A Study on Comprehensive Evaluation of Intelligent Connected Vehicle Cybersecurity
To be published on April 2, 2019 by SAE International in United States
In view of the automotive cybersecurity incidents occur frequently, but there is no automotive cybersecurity evaluation standard, a comprehensive evaluation method is proposed, which firstly reviews the process of obtaining automotive cybersecurity function requirements through threat analysis and risk assessment. Then the international research projects on automotive cybersecurity and the key issues are summarized. It is proposed to score (0-100) from the three dimensions of cybersecurity level, intelligence level and enterprise incident response capacity, and comprehensively evaluate the cybersecurity performance level of automobile. Cybersecurity level includes cybersecurity concept design, protection scheme verification and penetration test. We conducted penetration testing from seven aspects, including network architecture, ECU, T-box, radio, IVI, cloud platform, APP, considering 30 test groups, including software security, hardware security, communication security, identity authentication, data security, etc., and 108 test cases.
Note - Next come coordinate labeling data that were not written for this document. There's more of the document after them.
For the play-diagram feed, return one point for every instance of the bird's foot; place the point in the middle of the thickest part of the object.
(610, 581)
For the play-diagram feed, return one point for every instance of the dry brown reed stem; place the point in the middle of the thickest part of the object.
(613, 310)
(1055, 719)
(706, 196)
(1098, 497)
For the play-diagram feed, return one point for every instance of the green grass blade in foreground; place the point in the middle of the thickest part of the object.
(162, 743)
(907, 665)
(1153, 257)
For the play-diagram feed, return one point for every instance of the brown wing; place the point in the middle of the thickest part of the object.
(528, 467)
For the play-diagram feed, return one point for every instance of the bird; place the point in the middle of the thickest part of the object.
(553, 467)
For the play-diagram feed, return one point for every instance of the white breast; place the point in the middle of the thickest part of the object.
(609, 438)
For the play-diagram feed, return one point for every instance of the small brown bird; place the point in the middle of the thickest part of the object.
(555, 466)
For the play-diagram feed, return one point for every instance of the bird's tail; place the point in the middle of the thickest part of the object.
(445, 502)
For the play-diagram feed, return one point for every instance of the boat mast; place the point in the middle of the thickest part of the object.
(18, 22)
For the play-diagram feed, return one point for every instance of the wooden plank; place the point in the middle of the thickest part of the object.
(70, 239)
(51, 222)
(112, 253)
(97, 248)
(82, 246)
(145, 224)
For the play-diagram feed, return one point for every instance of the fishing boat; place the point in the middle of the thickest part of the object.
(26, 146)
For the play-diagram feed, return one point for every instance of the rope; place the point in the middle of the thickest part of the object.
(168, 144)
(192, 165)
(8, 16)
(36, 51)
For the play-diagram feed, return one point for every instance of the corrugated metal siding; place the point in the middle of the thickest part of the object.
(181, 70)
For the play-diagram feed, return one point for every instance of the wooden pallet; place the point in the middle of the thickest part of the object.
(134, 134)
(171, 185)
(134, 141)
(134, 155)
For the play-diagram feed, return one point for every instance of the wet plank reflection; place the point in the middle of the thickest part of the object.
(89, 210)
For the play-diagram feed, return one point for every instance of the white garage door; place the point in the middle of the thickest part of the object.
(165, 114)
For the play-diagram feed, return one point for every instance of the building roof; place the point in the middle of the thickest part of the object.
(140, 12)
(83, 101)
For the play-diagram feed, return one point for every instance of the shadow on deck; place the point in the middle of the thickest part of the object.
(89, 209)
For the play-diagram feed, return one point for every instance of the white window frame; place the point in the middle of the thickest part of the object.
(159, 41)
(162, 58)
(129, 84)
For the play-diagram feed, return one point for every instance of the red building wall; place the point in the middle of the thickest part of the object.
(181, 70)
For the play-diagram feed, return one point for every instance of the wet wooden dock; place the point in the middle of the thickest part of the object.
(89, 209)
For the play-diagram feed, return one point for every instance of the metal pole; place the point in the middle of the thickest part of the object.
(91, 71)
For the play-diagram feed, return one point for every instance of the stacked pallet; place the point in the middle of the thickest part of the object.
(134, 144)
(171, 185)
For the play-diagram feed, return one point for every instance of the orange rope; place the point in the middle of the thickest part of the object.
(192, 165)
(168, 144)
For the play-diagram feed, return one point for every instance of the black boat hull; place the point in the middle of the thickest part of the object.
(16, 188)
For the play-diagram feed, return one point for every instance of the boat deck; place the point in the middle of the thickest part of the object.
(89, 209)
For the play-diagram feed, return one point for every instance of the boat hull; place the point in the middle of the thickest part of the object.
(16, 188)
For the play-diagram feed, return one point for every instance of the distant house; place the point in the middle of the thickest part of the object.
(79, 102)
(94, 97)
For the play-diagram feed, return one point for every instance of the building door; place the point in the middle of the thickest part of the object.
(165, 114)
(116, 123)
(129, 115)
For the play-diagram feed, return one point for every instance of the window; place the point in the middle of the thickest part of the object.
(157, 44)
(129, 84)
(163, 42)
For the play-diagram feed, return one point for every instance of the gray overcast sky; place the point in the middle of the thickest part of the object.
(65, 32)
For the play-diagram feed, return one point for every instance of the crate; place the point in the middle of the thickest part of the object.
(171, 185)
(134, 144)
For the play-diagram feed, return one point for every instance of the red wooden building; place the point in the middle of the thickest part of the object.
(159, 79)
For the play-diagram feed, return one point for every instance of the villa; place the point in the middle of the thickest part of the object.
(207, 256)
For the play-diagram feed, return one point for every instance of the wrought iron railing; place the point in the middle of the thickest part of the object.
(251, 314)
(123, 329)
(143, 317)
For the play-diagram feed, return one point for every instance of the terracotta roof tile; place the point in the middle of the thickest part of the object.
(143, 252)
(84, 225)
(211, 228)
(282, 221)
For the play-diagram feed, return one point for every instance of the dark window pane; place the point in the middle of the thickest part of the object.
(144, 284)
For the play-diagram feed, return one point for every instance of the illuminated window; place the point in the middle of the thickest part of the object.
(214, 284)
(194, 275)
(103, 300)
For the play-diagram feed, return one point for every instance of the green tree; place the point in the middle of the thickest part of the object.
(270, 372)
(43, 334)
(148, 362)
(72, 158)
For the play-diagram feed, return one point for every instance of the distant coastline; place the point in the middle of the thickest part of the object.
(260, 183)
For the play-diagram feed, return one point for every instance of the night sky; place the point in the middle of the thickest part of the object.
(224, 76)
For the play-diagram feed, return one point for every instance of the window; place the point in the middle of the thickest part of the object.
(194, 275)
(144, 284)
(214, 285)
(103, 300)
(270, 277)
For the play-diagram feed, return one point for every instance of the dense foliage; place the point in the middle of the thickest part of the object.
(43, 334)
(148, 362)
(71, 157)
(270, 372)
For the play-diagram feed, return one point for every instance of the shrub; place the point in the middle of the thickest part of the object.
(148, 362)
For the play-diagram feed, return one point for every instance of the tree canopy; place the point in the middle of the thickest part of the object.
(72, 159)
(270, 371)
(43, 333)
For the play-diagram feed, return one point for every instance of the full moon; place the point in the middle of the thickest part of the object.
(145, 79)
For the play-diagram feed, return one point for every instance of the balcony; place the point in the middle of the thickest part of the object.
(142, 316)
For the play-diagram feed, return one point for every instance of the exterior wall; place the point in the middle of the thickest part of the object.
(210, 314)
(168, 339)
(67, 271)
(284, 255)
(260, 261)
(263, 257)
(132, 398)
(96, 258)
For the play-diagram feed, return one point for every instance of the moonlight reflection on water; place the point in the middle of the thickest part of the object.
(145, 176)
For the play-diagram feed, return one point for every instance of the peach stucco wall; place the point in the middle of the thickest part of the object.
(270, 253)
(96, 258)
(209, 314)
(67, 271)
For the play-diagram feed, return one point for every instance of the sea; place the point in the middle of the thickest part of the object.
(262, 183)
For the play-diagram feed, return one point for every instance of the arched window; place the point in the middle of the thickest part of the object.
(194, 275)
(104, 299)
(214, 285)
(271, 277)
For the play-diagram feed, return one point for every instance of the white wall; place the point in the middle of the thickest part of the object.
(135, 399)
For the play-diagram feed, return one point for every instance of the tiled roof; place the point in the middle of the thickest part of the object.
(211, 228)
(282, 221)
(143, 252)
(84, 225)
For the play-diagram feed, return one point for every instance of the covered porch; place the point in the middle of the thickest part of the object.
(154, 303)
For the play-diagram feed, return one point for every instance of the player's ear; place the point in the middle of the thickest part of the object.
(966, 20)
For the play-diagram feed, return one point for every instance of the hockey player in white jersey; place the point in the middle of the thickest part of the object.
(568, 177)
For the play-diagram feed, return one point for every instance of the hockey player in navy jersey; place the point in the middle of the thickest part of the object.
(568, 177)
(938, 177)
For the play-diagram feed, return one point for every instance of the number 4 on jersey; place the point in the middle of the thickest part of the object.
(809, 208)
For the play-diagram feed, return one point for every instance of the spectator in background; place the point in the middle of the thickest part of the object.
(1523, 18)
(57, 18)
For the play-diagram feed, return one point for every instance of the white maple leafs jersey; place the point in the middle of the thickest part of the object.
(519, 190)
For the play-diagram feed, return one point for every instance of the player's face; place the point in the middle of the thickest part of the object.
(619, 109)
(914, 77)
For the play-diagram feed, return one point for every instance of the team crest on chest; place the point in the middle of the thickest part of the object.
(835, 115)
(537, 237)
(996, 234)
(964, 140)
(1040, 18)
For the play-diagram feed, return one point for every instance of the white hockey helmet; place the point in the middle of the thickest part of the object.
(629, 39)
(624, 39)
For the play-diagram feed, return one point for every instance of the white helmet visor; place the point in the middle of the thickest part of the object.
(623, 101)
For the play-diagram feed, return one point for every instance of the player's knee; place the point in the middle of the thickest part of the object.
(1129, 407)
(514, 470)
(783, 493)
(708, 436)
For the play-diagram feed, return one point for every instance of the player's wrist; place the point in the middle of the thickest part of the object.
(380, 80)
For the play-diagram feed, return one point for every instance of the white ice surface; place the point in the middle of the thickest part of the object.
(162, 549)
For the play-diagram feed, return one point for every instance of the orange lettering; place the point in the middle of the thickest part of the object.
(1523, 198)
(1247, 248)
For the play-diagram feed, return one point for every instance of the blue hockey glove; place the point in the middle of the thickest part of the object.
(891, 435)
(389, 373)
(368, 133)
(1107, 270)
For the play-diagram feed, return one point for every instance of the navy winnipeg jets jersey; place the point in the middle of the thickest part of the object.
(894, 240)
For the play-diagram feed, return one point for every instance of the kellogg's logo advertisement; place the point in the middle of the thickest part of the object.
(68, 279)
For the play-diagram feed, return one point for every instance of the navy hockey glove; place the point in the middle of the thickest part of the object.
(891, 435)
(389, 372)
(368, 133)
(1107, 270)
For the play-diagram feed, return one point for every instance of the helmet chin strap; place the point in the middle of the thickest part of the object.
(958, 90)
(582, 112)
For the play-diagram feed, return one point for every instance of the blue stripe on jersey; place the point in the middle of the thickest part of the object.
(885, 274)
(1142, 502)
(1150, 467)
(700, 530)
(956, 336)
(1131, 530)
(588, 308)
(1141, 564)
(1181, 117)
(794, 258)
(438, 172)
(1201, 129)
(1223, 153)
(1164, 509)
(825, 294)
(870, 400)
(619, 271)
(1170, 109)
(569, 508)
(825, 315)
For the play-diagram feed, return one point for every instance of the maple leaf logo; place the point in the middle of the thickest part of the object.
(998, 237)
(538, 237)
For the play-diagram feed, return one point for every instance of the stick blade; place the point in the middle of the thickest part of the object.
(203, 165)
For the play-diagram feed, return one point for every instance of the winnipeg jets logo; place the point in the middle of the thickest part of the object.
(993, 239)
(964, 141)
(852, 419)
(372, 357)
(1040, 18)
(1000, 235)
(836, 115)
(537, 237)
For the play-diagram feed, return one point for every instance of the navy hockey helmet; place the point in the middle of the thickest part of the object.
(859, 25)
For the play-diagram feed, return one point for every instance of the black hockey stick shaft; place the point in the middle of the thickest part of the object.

The intelligence level is evaluated according to 40 documents of 5 categories, and the enterprise's incident response capacity is evaluated according to 20 documents of 5 categories. The analytic hierarchy process (AHP) is adopted to determine the weight distribution of cybersecurity level, intelligence level and enterprise incident response capacity. To ensure the reasonableness of weight allocation, 50 people of different gender, occupation and education background were invited to fill in the questionnaire. The specific scoring method for three dimensions is given and the comprehensive evaluation case of vehicle information security is given. Finally, the finiteness of this method is summarized, and it is pointed out that it can be further studied in the aspect of vulnerability rating specification and document review rules.